And so, if I go to my client and say, I'm going to hold everyone accountable, including you, Mr. Client, right? That's what it's about. You can hold me accountable. A partner has to do their job. And my, part of my job is to make sure that everybody else does their job. I mean, we're not the project managers.

But we're the procurement managers. And the hotel can't open unless the products are there. Okay, so, you can say anything you want. They can build the hotel, they can do, make it gorgeous, finishes. But if there's no furniture, there's no, there's no guests. Right? If there's no bed, and no drapes, you can't sleep in the room.

I mean, it sounds so ridiculous, but it's true. Um, yeah, you can live without a floor lamp in the lobby. Nobody really cares, it might be dark in that corner. But, so what? But you can't live without the bed. And you can't live without the sheets on the bed. You can't live without the drapes. There are things you can't live without.

And so, oversimplifying, right, we're part of this process. And we're part of the problem solving. And so, it's really how you approach it, right? And if you have a collaborative, positive approach. If you have integrity. If you're courteous. And you respect all the players in the room. They aren't there by accident, right?

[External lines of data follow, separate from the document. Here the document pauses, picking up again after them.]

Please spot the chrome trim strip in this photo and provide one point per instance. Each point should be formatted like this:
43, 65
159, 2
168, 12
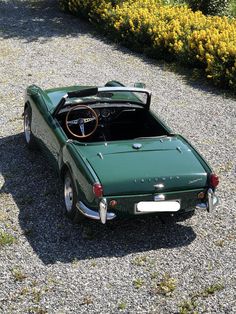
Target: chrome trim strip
92, 214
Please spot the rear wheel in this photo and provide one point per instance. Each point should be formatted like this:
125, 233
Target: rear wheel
29, 138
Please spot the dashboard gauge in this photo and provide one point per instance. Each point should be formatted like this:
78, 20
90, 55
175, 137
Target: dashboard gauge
105, 113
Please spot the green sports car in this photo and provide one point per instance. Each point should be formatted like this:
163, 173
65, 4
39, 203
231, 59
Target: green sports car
114, 155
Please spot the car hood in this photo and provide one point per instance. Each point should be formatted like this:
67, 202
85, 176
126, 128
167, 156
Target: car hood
123, 169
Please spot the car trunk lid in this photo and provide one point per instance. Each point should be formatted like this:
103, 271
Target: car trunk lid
155, 165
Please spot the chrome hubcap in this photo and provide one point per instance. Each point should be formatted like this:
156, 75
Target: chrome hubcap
27, 127
68, 194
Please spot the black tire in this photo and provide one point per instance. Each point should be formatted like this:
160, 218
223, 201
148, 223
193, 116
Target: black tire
29, 138
70, 196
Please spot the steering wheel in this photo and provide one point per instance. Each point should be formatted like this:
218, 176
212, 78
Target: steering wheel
82, 121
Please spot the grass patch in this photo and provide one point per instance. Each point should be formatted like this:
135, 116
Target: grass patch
139, 261
6, 238
138, 283
18, 274
122, 306
166, 285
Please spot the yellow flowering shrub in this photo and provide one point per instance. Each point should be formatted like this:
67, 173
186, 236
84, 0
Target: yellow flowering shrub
167, 31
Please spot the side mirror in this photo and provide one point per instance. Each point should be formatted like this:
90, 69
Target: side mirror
140, 85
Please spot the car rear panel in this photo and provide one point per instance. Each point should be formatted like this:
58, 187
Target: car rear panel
124, 170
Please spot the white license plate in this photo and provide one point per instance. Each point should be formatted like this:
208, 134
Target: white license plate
158, 207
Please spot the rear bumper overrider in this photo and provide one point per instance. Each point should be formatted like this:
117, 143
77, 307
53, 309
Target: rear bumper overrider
103, 215
212, 201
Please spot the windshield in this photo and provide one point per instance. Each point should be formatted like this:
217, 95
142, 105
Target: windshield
111, 97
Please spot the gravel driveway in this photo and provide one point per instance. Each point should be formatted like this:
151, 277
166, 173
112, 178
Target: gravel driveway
144, 266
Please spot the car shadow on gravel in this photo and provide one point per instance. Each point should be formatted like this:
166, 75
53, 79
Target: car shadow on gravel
36, 190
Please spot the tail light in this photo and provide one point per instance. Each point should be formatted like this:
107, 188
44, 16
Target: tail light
97, 189
214, 180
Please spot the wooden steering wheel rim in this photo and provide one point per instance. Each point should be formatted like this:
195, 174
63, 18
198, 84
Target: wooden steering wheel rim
94, 114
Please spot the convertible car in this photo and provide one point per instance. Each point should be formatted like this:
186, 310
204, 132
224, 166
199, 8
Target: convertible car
114, 155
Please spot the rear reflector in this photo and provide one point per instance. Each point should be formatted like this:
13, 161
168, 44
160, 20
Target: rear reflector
97, 189
214, 180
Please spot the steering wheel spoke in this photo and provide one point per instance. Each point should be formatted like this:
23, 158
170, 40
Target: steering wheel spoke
82, 121
86, 120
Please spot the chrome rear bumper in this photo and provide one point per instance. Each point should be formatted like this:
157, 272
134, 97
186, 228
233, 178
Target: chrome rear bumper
101, 215
212, 201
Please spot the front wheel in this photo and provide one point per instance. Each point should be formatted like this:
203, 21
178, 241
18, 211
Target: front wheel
70, 196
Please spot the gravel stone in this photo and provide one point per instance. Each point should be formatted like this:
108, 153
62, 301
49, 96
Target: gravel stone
88, 267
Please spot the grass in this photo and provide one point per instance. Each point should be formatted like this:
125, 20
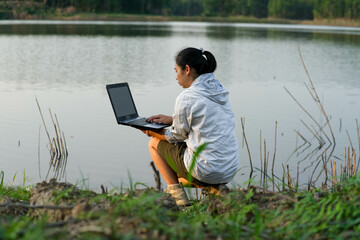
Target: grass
252, 214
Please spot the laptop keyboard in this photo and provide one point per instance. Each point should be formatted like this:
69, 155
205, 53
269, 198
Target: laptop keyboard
141, 121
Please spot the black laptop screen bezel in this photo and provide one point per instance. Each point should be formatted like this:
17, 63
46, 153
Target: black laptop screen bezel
131, 116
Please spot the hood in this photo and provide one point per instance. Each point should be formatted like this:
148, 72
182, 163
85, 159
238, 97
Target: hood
209, 87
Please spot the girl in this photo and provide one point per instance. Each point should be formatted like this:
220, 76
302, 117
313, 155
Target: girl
202, 115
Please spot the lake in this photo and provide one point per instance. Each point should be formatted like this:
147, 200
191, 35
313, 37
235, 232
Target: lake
66, 65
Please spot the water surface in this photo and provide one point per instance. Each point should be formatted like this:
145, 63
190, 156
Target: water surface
67, 65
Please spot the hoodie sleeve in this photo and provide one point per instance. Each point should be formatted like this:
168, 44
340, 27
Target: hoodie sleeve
180, 128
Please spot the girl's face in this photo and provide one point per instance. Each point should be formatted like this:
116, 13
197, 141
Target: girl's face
184, 76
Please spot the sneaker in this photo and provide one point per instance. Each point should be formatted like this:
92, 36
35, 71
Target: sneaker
178, 193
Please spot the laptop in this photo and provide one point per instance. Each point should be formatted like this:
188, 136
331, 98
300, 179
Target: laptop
125, 110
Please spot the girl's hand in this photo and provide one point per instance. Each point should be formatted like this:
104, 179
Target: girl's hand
160, 119
160, 134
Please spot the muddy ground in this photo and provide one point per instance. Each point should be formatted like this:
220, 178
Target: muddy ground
71, 212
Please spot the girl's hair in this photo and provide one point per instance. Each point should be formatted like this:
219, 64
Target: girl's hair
198, 59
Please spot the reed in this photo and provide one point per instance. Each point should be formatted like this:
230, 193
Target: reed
56, 145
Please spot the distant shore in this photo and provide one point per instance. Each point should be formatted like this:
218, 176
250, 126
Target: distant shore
232, 19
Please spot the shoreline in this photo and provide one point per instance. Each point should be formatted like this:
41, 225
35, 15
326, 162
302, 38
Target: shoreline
158, 18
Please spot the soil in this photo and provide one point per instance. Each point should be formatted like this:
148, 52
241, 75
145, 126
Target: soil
65, 208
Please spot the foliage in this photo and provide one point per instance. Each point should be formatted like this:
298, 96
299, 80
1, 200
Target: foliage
237, 215
295, 9
300, 9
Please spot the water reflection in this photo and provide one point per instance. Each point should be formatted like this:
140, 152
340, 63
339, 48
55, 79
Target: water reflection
68, 64
85, 30
232, 32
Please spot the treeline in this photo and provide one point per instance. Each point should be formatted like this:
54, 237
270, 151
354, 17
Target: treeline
289, 9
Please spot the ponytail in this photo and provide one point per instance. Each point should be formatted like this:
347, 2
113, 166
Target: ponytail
198, 59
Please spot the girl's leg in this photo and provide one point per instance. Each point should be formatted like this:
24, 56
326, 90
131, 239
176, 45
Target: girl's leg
166, 172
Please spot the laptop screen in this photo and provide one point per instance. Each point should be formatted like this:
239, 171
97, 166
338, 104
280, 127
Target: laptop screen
122, 101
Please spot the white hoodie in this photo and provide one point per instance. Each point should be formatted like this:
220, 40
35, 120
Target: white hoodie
203, 114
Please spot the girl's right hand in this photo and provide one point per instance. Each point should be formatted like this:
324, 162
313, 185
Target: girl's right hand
162, 119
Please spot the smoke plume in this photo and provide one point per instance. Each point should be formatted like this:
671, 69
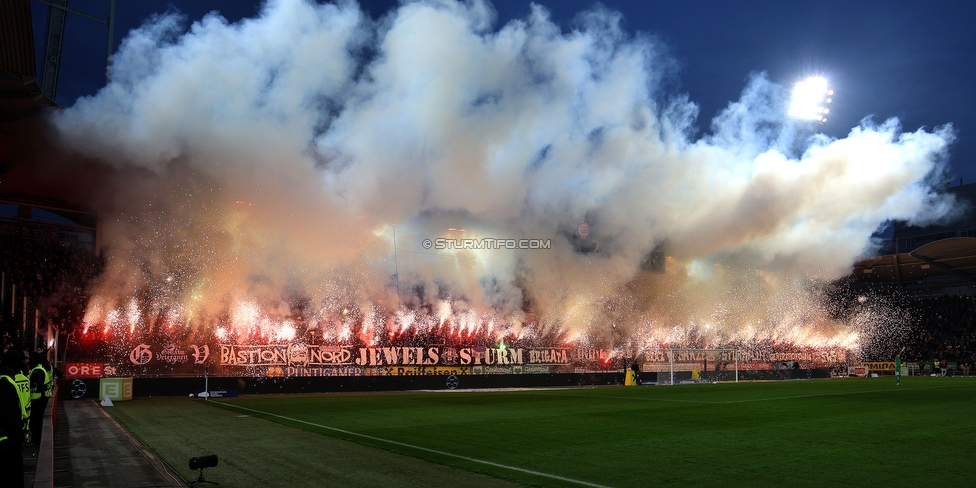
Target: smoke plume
265, 168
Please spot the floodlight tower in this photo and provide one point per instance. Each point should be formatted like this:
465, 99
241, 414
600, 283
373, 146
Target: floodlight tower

They're there because they're talented, because they're qualified. Some are more qualified, some are less qualified, but they didn't get there by accident. Nobody just picked somebody off the street and said, hey, can you design this hotel? Yeah, you might be a young interior designer, you may not have a huge amount of hospitality experience, but that's where we can help the process, right?

I don't need to point at you and say, the reason this went wrong is because you don't know what you're doing. I'd much prefer to say, the reason this can go right is because I know how to help you make it go right. And if I bring in the right manufacturer who will help you design a piece of furniture that will perform, uh, many, many, many years ago on a project and a designer not to be named, um, they wanted, uh, a desk in the room with a very thin Uh, like spindle, leg, and the manufacturer, which is sadly no longer in business, American Martinsville, had one of the most qualified furniture, uh, designers in the world who ordered for American.

Who was that? Uh, Curtis. Uh, Curtis. It was Curtis Lessing. I think it was many years ago, uh, but Curtis said, listen, I've tried very hard to tell the designer. Um, the leg is too thin. It will not perform. Um, so... Can we just say the designer is Michael Bennett? It was not Michael. But the designer is still in the industry, so I don't want to say anything.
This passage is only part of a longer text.